Although the sample size is admittedly small, the scam’s remarkably high success rate could indicate widespread abuse of the DMCA to unlawfully censor content on a much greater scale.

Additional Observations

Fake articles were backdated an average of 72 days (median = 8 days) before the original article was published. This is based on data collected from 28 URL removal requests, where both the fake and original article publish dates are available.

Scammers obtained their fake websites an average of 682 days (median = 341 days) after the “infringing” articles were posted online. This is based on data collected from 29 URL removal requests where both the domain histories and publish dates are available.

DMCA notices were sent to Google an average of 121 days (median = 100 days) after the fake websites were obtained. This is based on data collected from 35 URL removal requests with available domain histories.


While there has been some discussion about the existence of the stolen article scam in legal circles, no comprehensive study has been conducted to investigate its prevalence and rate of success.

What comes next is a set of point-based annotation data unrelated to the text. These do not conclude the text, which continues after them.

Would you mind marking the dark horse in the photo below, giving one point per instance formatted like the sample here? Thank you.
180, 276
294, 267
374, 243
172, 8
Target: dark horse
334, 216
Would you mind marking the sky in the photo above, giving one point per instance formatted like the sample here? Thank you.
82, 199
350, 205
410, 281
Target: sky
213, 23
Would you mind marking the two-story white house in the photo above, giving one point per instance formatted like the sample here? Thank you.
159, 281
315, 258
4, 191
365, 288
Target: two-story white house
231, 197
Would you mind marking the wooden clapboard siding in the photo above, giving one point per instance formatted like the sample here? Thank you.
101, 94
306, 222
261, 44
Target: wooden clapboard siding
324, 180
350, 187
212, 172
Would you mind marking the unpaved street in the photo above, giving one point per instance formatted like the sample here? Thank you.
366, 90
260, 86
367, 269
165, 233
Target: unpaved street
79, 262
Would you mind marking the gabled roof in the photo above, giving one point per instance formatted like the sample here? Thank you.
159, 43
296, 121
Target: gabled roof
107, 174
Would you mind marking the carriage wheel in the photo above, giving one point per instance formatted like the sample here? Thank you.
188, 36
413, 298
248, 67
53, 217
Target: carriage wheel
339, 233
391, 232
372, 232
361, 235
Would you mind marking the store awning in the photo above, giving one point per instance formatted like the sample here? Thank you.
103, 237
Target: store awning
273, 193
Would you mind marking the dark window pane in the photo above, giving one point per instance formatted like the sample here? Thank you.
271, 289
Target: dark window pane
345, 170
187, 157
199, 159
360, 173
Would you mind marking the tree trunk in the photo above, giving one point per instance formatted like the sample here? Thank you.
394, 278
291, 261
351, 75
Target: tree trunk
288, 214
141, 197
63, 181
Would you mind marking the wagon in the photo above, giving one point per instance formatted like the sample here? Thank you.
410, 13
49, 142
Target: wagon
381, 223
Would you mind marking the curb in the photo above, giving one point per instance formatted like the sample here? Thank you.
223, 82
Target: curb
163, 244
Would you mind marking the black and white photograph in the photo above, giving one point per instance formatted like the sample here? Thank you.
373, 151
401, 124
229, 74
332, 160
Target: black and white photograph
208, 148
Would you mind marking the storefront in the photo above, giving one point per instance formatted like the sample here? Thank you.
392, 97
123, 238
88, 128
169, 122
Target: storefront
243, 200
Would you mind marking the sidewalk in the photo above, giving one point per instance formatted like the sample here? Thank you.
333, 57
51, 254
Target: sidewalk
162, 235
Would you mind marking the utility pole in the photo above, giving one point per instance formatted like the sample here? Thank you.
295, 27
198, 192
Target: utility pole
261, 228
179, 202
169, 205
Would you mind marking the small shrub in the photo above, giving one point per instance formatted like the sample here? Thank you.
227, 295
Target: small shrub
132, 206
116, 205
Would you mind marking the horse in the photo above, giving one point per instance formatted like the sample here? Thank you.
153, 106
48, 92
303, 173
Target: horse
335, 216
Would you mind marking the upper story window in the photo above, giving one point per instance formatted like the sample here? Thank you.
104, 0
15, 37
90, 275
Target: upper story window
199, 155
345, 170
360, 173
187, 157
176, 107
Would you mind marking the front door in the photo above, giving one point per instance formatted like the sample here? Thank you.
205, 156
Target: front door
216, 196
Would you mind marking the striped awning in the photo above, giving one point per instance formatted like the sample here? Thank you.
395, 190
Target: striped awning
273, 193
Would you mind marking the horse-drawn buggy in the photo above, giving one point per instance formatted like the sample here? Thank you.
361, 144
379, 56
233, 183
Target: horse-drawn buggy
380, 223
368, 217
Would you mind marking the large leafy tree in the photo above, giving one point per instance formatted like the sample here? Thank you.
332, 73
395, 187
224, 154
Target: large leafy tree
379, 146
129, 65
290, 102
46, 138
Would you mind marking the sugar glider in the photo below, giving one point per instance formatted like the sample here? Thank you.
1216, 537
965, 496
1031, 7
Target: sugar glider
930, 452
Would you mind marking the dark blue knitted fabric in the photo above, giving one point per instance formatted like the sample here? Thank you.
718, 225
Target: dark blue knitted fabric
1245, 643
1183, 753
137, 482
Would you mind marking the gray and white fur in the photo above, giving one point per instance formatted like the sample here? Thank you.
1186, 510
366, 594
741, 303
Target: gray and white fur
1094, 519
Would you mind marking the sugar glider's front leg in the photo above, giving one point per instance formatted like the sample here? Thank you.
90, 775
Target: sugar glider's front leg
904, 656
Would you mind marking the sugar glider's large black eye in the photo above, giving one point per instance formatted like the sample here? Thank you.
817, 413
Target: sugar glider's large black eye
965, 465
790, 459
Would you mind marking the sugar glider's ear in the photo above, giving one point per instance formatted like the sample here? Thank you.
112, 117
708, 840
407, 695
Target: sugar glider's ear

Although this particular dataset only includes a total of 52 URLs (primarily due to time constraints), I would not be surprised to find several hundred or more additional DMCAs of this nature.

From the limited sample size, we can assume there is a high likelihood that one specific reputation management agency is filing the majority of these notices on behalf of clients all around the globe.

The people behind the online activist website, WebActivism, have claimed to have identified three major agencies responsible for this illegal behavior. Additionally, attorneys Marc J. Randazza and Alex J. Shepard recently filed a lawsuit on behalf of Pissed Consumer against a large number of these notoriously fake websites, and the individuals linked to their domain names. A settlement has reportedly been reached between Pissed Consumer and one of the accused reputation management agencies.

The low-risk, high-reward nature of this scam makes it extremely tempting to resort to in a desperate situation. The ease with which one could use it as a weapon against free speech, paired with the clear upward trend in the number of notices we have seen over the years, warrants further investigative research into which agencies are filing these fraudulent DMCAs, and what specifically can be done to stop them in the future.

Since these scammers are primarily relying on human error on behalf of Google’s removals team, a crowdsourced effort to identify and report abuses of the DMCA is encouraged as it would spread awareness to the OSPs being deceived by them. As I have demonstrated in this blog post, anybody willing to dig up additional notices of this nature can do so with freely available online tools, in conjunction with the Lumen Database.

Please note that this research project is a work in progress, and may be updated as I continue to source more fraudulent notices in the future. The dataset can be accessed here as a Microsoft Excel file for those interested in exploring some of the notices (last updated: August 15, 2017).